Al destacar la fuerza movilizadora de las imágenes y de todo aquello que apela a la esfera
emocional y subconsciente, Le Bon no está solo, en su tiempo. Además de los autores que,
en alguna medida, habían anticipado sus temas e intuiciones, como Tarde y Sighele, no
puede no recordarse a Freud, «el mejor discípulo de Le Bon y Tarde» según Moscovici, o
Sorel, con su defensa del mito, que no es, de por sí, ni verdadero ni falso, pero que se
revela eficaz para llevar a la acción a las masas obreras”. La revalorización de la dimensión
instintiva y sentimental de la existencia humana, frente a la lógico-racional, aparece
posteriormente, en contextos diferentes, en un teórico de las élites como Pareto y en un
intelectual ecléctico como Elias Canetti. El paralelismo entre propaganda política y
publicidad comercial encuentra un desarrollo en Joseph Schumpeter, quien le reconoce a Le
Bon el mérito de haber desvelado el carácter irreal de la antropología racionalista en la que
se basa la teoría clásica de la democracia”. Y muchos otros pensadores podrían ser
mencionados aquí, como Wilhelm Reich, autor del polémico Psicología de masas del
fascismo, o como Max Weber, con su defensa de la democracia plebiscitaria y su teoría del
poder carismático, que recalca los apuntes de Le Bon sobre el «prestigio» del jefe (una
especie de «fascinación que paraliza nuestras facultades críticas y nos llena de estupor y de
respeto»).

Un considerable número de pensadores, por tanto, desde finales del siglo XIX, comparte la
necesidad de rebajar la confianza ilustrada en la racionalidad de la acción humana,
invitando a considerar con ojos desencantados el funcionamiento real de las instituciones
políticas. En esta perspectiva los regímenes democráticos vienen a ser habitualmente
reinterpretados en clave elitista, sobre la base de la tesis según la cual, incluso tras la
victoria del sufragio universal, el curso de la historia sigue estando en manos de las
minorías, que son capaces de orientar y manipular la voluntad del pueblo. Un diagnóstico
despiadado, que sería de tontos ignorar. Y que nos ayuda a observar el «problema de los
estúpidos» con instrumentos interpretativos nuevos.

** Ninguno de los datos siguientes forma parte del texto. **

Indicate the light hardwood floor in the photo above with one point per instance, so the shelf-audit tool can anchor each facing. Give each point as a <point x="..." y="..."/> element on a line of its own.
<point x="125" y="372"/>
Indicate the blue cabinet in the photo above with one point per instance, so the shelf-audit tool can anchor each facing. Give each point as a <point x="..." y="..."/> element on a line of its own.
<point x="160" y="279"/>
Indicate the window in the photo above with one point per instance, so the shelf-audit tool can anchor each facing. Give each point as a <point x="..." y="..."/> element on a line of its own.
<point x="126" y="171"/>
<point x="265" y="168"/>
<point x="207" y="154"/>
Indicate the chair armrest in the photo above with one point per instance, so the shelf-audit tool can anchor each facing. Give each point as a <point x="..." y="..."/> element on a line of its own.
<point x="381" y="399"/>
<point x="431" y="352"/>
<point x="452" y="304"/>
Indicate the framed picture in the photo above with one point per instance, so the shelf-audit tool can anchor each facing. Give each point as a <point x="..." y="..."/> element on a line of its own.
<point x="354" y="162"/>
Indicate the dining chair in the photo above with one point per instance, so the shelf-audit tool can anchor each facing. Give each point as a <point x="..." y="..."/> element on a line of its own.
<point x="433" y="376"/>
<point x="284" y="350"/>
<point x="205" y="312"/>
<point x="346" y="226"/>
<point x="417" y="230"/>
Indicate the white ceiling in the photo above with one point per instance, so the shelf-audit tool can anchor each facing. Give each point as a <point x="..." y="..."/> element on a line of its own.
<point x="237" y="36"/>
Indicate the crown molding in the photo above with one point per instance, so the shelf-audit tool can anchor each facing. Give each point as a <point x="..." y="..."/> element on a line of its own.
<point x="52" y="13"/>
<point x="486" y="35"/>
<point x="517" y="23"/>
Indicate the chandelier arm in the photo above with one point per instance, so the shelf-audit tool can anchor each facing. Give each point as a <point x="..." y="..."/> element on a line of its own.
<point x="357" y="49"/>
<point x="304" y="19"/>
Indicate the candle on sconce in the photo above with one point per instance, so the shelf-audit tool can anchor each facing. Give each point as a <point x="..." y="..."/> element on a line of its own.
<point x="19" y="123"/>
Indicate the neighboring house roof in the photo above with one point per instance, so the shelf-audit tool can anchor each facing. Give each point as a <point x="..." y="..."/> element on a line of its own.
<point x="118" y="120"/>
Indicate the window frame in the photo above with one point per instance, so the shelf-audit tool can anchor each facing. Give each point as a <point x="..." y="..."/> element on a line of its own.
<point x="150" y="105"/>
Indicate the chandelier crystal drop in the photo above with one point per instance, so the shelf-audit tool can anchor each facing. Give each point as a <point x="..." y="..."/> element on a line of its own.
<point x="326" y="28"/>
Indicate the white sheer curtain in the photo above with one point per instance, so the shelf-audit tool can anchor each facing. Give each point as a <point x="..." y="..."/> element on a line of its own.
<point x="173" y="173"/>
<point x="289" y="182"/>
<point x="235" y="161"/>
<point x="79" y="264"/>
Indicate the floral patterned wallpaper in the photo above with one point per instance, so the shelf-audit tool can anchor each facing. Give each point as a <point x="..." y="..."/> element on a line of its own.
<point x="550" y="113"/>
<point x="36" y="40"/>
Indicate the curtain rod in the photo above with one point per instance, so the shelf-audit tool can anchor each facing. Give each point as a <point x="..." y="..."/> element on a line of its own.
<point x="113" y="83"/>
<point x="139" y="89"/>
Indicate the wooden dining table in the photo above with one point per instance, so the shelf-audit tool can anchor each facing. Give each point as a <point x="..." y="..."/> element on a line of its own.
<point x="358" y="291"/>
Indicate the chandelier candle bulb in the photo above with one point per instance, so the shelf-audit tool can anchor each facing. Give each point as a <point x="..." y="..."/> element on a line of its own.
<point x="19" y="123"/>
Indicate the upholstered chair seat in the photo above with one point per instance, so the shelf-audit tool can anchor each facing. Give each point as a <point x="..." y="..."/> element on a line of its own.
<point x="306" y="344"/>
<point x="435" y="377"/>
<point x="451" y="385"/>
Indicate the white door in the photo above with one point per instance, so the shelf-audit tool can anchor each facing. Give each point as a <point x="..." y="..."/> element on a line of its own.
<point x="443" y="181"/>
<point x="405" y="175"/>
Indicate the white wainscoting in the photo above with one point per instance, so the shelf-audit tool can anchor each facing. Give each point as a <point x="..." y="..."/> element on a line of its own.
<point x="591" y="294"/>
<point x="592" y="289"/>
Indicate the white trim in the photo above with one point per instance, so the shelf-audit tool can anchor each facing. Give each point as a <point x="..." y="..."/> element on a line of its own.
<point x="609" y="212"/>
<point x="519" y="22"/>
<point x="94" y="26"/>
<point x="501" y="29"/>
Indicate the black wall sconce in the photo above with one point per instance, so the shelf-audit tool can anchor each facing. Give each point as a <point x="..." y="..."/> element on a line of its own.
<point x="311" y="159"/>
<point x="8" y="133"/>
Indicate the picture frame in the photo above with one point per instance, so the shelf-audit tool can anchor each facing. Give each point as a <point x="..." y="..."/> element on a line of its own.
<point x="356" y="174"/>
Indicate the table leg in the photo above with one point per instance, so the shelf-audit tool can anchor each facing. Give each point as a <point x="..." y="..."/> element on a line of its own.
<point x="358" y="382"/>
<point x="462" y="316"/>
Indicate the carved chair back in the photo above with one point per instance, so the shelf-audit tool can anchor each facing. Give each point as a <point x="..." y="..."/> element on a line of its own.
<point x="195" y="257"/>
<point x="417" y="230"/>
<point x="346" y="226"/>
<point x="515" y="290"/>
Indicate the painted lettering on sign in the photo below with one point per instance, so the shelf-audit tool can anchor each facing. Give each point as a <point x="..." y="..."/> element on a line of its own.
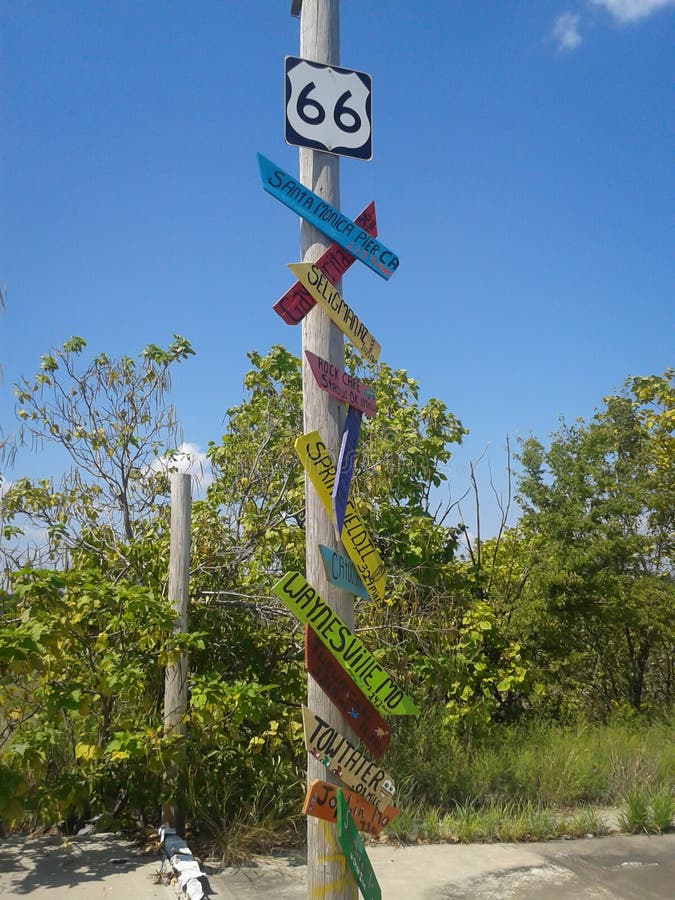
<point x="360" y="548"/>
<point x="332" y="303"/>
<point x="343" y="758"/>
<point x="355" y="852"/>
<point x="365" y="671"/>
<point x="321" y="802"/>
<point x="297" y="301"/>
<point x="340" y="571"/>
<point x="341" y="384"/>
<point x="356" y="710"/>
<point x="327" y="219"/>
<point x="345" y="467"/>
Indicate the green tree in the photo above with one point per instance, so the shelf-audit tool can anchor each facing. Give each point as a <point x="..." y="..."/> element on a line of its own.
<point x="600" y="505"/>
<point x="112" y="419"/>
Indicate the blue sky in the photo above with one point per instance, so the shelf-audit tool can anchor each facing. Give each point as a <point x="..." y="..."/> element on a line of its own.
<point x="522" y="169"/>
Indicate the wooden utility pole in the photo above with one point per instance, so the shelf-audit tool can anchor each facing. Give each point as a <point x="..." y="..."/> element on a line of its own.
<point x="327" y="873"/>
<point x="175" y="680"/>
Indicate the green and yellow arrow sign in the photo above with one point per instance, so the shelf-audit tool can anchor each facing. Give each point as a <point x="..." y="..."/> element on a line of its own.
<point x="377" y="685"/>
<point x="332" y="303"/>
<point x="360" y="548"/>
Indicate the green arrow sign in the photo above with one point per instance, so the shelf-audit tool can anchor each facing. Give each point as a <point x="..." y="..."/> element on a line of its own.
<point x="357" y="858"/>
<point x="377" y="685"/>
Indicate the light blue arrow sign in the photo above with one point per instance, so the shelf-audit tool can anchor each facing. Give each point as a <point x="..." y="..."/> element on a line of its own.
<point x="371" y="251"/>
<point x="340" y="571"/>
<point x="345" y="466"/>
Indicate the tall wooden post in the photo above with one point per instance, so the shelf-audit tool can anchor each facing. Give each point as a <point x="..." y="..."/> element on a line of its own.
<point x="327" y="873"/>
<point x="175" y="679"/>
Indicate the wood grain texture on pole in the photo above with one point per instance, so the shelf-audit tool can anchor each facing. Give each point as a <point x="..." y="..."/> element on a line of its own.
<point x="175" y="680"/>
<point x="328" y="876"/>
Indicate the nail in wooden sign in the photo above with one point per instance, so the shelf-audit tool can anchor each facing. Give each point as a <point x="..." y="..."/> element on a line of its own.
<point x="327" y="219"/>
<point x="343" y="758"/>
<point x="321" y="802"/>
<point x="345" y="467"/>
<point x="297" y="301"/>
<point x="356" y="710"/>
<point x="329" y="299"/>
<point x="309" y="608"/>
<point x="340" y="571"/>
<point x="355" y="852"/>
<point x="357" y="542"/>
<point x="341" y="384"/>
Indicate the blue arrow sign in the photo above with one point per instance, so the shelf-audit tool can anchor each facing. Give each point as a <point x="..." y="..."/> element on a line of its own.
<point x="345" y="466"/>
<point x="371" y="251"/>
<point x="340" y="571"/>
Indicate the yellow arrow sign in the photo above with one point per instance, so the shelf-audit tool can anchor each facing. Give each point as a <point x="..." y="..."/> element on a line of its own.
<point x="360" y="548"/>
<point x="376" y="684"/>
<point x="329" y="299"/>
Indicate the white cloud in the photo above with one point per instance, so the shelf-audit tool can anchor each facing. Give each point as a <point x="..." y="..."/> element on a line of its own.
<point x="189" y="460"/>
<point x="632" y="10"/>
<point x="565" y="32"/>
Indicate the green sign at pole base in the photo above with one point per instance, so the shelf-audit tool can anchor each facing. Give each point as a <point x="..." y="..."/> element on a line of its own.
<point x="352" y="847"/>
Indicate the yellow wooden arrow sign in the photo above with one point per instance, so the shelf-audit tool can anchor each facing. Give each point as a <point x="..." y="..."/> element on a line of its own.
<point x="329" y="299"/>
<point x="377" y="685"/>
<point x="360" y="548"/>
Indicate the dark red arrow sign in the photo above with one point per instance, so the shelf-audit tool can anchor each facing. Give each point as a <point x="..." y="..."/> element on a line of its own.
<point x="297" y="302"/>
<point x="358" y="712"/>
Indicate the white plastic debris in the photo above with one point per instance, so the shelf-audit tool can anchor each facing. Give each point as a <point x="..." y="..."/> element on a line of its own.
<point x="187" y="869"/>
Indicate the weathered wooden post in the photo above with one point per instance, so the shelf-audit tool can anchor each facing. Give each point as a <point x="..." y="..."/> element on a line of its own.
<point x="327" y="875"/>
<point x="175" y="681"/>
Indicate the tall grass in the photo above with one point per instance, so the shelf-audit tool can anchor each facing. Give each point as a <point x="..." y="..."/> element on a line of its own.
<point x="540" y="763"/>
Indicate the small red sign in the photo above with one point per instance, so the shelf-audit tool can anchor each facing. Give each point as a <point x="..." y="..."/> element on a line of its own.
<point x="321" y="801"/>
<point x="297" y="301"/>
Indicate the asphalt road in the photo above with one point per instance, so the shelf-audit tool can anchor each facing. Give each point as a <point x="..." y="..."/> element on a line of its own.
<point x="620" y="867"/>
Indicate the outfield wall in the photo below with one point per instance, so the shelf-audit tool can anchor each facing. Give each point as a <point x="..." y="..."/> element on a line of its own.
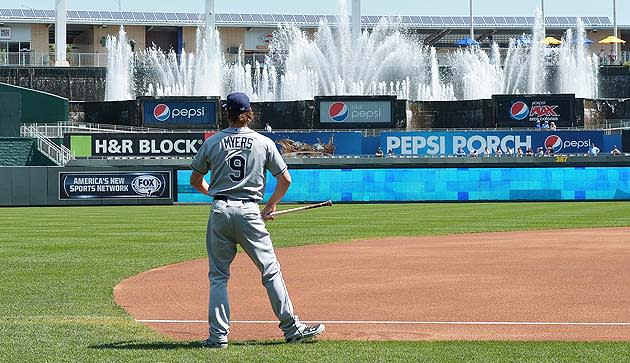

2. DE LA IDEOLOGÍA AL MARKETING

Con su habitual rigor filológico, Remo Bodei invita a reflexionar sobre el significado
etimológico de los términos «masa» y «foule» (en italiano, folla, multitud). El primero deriva
del griego máza, que indica la masa para hacer el pan. El segundo se remonta al latino
follare, que significa «retorcer y golpear los vestidos para lavarlos».

«La idea de “masa” y la de “multitud” implican, por tanto, la actividad de plasmar y presionar.
En Le Bon, en particular, la foule o la masa son una materia modelable en manos del
caudillo político, que guía a los hombres entrando en su mente, escuchando sus exigencias,
comprendiendo sus sueños y pretendiendo darles respuesta como a un eco redoblado de
sus propios pensamientos y deseos. Las multitudes no se dan cuenta por tanto de que
están siendo gobernadas por una voluntad ajena: tienen más bien la impresión de que es el
caudillo quien da voz a sus expectativas tácitas y quien refleja sus nebulosos sentimientos».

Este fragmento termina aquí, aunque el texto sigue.